To minimize trial and error, follow this sequence:

  1. Create the global config. (~/.config/opencode/oh-my-opencode.json)
  2. Register 3–4 base agents (@oracle, @explore, @document, etc.).
  3. Enable keyword-detector and auto-compact.
  4. Create a single AGENTS.md file at the project root.
  5. Add extra AGENTS.md files only for core folders (e.g. auth, billing).
  6. Integrate MCP tools only when necessary.

With these six steps, most beginner‑to‑intermediate setups will run stably.

9. Practical examples — sample scenarios

Once configuration is complete, you can ask questions like:

@oracle The src directory feels too heavy.
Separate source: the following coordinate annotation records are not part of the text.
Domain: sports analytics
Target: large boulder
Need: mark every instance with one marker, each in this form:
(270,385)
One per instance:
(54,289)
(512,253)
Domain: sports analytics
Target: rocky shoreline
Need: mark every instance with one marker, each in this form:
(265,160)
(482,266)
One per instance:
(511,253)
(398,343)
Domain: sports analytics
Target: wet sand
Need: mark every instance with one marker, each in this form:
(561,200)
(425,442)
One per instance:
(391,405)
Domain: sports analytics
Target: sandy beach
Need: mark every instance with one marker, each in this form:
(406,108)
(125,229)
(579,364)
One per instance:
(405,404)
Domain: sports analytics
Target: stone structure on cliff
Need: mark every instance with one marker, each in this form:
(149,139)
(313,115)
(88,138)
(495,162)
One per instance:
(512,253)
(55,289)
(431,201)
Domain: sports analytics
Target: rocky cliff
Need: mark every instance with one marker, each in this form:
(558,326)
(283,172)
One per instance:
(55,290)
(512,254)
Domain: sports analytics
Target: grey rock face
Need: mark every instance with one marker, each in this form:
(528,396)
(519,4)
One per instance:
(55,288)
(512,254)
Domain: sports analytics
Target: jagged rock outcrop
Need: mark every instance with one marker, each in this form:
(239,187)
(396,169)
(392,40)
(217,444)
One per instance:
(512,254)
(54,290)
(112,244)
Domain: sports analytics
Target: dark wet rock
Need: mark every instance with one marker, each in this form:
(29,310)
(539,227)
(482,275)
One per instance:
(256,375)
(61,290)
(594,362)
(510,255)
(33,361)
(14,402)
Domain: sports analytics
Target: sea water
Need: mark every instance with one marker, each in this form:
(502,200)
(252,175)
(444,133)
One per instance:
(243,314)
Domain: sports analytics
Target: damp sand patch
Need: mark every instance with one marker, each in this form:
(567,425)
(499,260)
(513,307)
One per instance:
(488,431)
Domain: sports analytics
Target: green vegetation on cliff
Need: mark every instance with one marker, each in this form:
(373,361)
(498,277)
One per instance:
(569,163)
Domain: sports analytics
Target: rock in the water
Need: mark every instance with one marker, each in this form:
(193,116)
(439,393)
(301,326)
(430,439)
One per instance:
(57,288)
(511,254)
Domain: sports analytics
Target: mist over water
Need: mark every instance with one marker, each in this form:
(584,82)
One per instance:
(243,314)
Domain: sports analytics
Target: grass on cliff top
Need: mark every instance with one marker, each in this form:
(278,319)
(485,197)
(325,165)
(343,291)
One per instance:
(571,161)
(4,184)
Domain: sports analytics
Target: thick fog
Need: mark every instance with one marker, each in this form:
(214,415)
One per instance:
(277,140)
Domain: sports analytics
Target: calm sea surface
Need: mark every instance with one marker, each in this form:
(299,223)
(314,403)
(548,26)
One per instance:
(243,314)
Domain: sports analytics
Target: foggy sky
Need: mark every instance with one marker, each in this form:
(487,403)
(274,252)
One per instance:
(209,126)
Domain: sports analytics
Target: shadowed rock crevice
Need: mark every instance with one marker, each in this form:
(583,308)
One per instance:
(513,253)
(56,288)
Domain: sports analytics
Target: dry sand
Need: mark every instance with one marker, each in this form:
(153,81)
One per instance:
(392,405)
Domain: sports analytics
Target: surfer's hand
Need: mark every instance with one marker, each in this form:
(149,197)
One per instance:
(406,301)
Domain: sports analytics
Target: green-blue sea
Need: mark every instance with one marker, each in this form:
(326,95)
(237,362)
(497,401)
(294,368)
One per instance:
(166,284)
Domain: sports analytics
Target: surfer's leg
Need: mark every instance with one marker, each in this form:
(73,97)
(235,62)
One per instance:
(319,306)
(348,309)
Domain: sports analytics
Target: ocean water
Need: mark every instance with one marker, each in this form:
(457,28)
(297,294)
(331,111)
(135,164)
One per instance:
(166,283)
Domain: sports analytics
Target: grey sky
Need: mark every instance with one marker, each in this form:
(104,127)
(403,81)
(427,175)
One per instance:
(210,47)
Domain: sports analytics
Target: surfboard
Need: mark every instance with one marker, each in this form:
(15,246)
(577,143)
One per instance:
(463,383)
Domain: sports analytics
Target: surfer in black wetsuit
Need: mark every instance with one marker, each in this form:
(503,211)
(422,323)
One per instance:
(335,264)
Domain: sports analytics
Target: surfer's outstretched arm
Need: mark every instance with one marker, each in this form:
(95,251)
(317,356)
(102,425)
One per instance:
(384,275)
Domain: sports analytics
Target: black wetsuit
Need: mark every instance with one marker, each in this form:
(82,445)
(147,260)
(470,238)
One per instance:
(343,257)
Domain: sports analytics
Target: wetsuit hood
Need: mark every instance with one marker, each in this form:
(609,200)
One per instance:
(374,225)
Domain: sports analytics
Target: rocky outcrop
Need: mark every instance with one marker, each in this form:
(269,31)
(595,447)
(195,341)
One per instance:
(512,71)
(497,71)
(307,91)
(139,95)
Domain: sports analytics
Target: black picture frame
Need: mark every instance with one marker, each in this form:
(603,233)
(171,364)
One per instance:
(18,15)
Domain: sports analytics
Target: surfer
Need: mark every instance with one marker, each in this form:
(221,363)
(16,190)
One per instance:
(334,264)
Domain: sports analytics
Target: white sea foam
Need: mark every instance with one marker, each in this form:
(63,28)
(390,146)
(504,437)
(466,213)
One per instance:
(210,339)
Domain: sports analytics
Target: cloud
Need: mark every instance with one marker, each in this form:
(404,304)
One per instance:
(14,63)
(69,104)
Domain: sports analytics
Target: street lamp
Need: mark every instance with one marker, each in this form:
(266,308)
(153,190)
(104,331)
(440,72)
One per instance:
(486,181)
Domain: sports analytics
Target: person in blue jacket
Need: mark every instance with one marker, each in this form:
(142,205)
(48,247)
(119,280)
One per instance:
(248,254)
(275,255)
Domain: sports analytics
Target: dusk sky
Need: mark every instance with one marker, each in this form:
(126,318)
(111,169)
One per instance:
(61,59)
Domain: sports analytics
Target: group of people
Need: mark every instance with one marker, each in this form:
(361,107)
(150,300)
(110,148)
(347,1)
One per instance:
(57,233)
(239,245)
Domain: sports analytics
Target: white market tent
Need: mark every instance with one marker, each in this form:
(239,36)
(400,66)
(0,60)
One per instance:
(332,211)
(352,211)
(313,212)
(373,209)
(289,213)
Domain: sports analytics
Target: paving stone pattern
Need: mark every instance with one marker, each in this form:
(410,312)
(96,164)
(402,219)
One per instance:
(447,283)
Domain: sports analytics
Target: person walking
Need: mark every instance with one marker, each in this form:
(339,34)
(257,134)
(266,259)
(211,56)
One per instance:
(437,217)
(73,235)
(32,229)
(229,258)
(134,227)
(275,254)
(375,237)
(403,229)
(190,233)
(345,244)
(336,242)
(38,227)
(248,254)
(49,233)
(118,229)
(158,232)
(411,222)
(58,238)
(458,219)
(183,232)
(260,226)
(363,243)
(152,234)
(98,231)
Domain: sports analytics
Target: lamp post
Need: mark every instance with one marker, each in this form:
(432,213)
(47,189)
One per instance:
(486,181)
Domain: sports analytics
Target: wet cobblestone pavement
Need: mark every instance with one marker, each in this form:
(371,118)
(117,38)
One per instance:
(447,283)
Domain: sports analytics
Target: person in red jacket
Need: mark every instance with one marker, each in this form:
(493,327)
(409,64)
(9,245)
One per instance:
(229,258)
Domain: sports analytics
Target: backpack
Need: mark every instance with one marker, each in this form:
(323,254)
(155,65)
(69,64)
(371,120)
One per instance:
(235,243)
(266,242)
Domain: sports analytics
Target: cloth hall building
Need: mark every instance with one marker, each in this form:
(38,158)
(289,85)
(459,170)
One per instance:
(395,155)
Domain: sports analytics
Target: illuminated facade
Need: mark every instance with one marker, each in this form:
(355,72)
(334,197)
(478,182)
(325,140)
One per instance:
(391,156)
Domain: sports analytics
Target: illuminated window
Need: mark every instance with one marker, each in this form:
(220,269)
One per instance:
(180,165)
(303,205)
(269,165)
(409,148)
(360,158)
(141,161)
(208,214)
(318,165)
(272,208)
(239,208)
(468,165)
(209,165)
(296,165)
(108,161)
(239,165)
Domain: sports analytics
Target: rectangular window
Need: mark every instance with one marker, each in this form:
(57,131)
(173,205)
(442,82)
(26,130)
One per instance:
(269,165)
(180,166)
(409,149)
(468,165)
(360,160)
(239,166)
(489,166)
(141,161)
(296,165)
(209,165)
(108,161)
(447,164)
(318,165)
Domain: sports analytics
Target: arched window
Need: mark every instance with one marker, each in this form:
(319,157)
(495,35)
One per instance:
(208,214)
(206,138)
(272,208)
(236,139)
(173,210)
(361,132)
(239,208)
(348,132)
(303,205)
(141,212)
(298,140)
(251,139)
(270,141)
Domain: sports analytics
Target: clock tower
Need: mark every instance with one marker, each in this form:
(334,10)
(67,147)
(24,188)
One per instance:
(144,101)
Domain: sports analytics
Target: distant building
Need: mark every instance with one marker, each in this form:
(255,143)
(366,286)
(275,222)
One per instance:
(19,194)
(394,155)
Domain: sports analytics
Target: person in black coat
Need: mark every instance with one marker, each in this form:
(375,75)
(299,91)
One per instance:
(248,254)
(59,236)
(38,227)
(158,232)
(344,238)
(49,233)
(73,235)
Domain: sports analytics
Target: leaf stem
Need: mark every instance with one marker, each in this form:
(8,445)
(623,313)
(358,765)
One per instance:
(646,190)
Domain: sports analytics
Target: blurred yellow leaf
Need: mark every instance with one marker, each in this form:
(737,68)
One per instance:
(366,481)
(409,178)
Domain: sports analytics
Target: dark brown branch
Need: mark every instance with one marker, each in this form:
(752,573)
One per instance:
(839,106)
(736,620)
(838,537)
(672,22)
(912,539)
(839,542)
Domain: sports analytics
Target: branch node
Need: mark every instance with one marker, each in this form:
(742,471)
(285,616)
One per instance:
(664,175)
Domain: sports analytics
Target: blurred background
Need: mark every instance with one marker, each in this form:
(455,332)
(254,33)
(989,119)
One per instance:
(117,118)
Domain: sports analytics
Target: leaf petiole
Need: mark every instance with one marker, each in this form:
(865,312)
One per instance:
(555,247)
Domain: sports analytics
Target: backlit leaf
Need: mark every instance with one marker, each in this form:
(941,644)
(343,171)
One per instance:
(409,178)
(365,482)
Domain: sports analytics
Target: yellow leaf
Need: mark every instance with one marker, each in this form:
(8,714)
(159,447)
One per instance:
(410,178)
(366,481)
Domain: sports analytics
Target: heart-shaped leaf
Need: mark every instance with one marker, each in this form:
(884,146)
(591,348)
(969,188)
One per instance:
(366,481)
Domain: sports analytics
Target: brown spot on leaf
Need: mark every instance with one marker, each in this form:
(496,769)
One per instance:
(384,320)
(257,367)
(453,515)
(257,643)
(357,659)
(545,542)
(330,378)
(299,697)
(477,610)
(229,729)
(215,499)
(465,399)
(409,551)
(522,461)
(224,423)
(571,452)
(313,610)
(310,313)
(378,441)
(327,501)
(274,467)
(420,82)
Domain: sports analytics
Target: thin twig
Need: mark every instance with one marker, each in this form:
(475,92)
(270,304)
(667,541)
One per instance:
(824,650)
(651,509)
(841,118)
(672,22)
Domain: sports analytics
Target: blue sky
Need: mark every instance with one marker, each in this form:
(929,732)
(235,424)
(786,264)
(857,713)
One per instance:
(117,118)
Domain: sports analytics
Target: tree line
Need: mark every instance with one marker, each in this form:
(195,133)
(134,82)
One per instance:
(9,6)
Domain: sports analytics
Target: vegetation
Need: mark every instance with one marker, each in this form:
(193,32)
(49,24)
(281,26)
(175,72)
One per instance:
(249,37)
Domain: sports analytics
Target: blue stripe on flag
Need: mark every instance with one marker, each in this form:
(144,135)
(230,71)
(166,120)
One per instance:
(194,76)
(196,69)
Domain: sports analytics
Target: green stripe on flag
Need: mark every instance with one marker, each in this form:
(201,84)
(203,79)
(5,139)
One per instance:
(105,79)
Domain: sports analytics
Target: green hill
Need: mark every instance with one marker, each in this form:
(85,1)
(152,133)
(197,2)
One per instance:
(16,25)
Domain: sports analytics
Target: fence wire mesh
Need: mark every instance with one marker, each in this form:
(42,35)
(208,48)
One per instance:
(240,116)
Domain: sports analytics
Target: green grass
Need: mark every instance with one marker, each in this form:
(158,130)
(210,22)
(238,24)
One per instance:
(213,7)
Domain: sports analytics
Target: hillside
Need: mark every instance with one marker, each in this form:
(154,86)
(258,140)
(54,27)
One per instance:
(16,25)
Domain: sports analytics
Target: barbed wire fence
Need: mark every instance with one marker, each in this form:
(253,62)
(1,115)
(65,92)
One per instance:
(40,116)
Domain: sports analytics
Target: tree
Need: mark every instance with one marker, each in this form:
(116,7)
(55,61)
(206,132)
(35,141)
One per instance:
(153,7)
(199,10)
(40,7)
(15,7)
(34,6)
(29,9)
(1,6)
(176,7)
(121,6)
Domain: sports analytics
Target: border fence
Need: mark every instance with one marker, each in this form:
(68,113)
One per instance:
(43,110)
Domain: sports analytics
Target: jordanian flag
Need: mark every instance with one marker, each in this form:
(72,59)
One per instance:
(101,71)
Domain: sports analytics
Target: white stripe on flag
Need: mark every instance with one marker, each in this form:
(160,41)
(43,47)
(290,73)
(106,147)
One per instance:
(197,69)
Suggest a refactor plan based on module responsibilities.

or

@document Summarize the new feature for the team docs.

or

@explore Find all references where this function is called.

Even beginners will discover many tasks they can now delegate confidently to AI agents.

Organize

In this guide, we covered how to install and configure Oh My OpenCode in a way that even beginners can follow easily.

Key takeaways:

  • Installation takes a single command.
  • Use global → project override config pattern for easy maintenance.
  • Structure your agents around roles, like an organization.
  • AGENTS.md files embed project context into the AI’s reasoning.
  • Hooks help automate workflows and protect beginners from missteps.